Salem, OR – Last week, the Oregon Public Utilities Commission (Commission) approved critical policy elements for Oregon’s long-awaited community solar program. Senate Bill 1547, which Oregon’s legislature passed in March 2016, instructed the Commission to create a community solar program that incentivized customer participation. The Commission’s decision diverged significantly from Commission Staff’s recommendations by reducing the program’s bill credit value and reduced the initial size of the program.

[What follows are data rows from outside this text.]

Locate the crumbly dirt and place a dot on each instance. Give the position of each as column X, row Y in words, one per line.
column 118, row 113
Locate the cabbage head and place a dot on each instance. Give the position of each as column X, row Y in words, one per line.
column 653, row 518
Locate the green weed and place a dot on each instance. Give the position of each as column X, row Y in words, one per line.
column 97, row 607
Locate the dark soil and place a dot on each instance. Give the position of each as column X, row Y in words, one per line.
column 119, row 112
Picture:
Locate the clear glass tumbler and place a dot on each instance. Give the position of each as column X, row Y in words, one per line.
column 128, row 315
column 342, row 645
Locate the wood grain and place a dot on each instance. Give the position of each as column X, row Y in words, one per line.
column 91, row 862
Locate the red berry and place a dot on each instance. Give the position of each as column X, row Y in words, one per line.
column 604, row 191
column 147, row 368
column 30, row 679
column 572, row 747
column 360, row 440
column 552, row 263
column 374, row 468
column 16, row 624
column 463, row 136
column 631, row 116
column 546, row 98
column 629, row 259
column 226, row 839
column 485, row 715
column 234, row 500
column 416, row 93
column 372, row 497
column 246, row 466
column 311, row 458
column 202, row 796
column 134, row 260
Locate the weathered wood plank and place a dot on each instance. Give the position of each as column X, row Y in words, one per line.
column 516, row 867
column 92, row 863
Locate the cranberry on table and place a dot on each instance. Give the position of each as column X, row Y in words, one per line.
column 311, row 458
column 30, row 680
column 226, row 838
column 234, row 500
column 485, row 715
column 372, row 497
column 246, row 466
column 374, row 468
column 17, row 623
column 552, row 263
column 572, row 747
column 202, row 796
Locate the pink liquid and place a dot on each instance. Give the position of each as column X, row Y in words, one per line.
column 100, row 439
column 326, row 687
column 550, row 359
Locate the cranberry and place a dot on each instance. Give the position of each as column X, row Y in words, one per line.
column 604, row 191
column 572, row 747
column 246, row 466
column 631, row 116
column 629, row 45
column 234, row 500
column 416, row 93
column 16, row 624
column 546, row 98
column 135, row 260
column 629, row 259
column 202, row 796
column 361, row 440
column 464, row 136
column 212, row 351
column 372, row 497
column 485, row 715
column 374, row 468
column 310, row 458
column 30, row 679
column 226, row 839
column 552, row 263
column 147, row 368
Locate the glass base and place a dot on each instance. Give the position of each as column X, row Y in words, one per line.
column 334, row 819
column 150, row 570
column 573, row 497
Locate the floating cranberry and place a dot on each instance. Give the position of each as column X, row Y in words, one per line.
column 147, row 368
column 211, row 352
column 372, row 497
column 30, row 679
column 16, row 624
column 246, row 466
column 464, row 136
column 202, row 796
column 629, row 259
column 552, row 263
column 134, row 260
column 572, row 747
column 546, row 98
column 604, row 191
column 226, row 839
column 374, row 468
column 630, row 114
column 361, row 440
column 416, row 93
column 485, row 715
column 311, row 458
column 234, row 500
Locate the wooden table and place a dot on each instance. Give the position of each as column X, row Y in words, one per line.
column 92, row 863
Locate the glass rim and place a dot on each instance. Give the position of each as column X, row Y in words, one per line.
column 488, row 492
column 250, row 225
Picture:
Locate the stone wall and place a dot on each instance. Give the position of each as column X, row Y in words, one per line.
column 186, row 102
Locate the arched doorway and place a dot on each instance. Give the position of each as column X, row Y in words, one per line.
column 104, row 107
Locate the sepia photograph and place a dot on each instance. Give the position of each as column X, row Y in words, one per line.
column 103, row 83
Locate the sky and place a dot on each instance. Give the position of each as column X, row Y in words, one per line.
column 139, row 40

The Coalition for Community Solar Access (CCSA) released the following statement in response to the Commission’s final decision:
“We are deeply disappointed with the Commission’s decision, which misses an opportunity to unlock access to solar for tens of thousands of Oregon families and businesses. After years of delay before implementation, we were encouraged by Commission Staff’s recent policy proposal, which was grounded in robust market research and driven by the goal to create an equitable opportunity for Oregonians that have not been able to access customer generation opportunities and incentives,” said Jeff Cramer, executive director of CCSA. “Unfortunately, the Commission’s final decision reflects a disregard of Staff’s analysis as well as the support submitted by at least a dozen stakeholder groups in the state, ranging from consumer advocates and municipalities to environmental and renewable energy organizations. It’s a discouraging result for stakeholders that have engaged in a multi-year development process with Commission staff and the Program Administrator. We hope that the PUC will reconsider this decision and allow for the creation of a robust program that can offer all Oregonians the opportunity to access community solar.”